Barangkali, bagi komunitas muslim sejagad, khususnya muslim nusantara, suatu yang tidak terlewatkan dalam setiap bulan Rajab adalah peringatan momen Isra’ Mi’raj.
Peristiwa besar yang direkam oleh kitab suci al- Qur’an itu seolah telah berakulturasi menjadi bagian yang tidak terpisahkan dengan ‘ritualitas’ keberagamaan muslim Indonesia. Sehingga, riuh bulan Rajab selalu sejoli dengan momentum perayaan Isra’ Mi’raj yang diyakini terjadi pada tanggal 27 Rajab.

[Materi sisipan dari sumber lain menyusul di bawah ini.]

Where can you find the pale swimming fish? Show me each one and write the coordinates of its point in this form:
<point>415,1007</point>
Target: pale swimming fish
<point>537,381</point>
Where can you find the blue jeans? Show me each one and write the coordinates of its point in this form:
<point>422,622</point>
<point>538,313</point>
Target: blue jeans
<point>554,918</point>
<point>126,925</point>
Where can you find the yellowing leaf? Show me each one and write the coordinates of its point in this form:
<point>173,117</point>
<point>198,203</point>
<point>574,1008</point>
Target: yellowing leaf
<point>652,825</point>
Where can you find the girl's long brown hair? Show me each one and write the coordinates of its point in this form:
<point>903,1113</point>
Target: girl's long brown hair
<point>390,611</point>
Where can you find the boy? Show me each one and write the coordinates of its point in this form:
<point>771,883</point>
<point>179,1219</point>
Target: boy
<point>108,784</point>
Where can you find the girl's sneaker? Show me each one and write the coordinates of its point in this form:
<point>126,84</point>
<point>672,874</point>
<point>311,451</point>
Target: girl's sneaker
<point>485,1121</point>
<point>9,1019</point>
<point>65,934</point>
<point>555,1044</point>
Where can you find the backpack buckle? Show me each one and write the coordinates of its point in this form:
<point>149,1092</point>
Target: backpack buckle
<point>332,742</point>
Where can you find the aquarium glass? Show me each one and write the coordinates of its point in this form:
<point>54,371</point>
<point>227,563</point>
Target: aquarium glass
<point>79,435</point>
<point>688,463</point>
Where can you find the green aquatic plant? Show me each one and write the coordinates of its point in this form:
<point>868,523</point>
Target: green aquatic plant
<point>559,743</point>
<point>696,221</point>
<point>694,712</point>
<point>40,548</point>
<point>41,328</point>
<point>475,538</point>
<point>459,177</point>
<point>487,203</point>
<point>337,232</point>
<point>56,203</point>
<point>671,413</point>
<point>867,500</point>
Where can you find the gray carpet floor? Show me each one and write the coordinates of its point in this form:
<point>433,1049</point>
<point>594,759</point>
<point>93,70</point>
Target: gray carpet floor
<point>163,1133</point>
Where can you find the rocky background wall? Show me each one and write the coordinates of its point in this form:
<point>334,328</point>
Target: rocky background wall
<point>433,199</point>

Walaupun, tidak semua pendapat menyatakan peristiwa Isra dan Mi’rajnya Rasulullah Muhammad saw itu jatuh pada waktu tersebut, karena Ibn Ishaq al-Harbiy berpendapat bahwa Isra’ dan Mi’raj terjadi pada tanggal 27 Rabi al-Akhir, setahun sebelum Hijrahnya Rasulullah saw ke Madinah.
Ada banyak varian persepsi tentang kapan tepatnya kejadian peristiwa mujizat Rasul yang maha dahsyat itu, apakah pada tahun kesepuluh ke-nabian ataukah sesudahnya?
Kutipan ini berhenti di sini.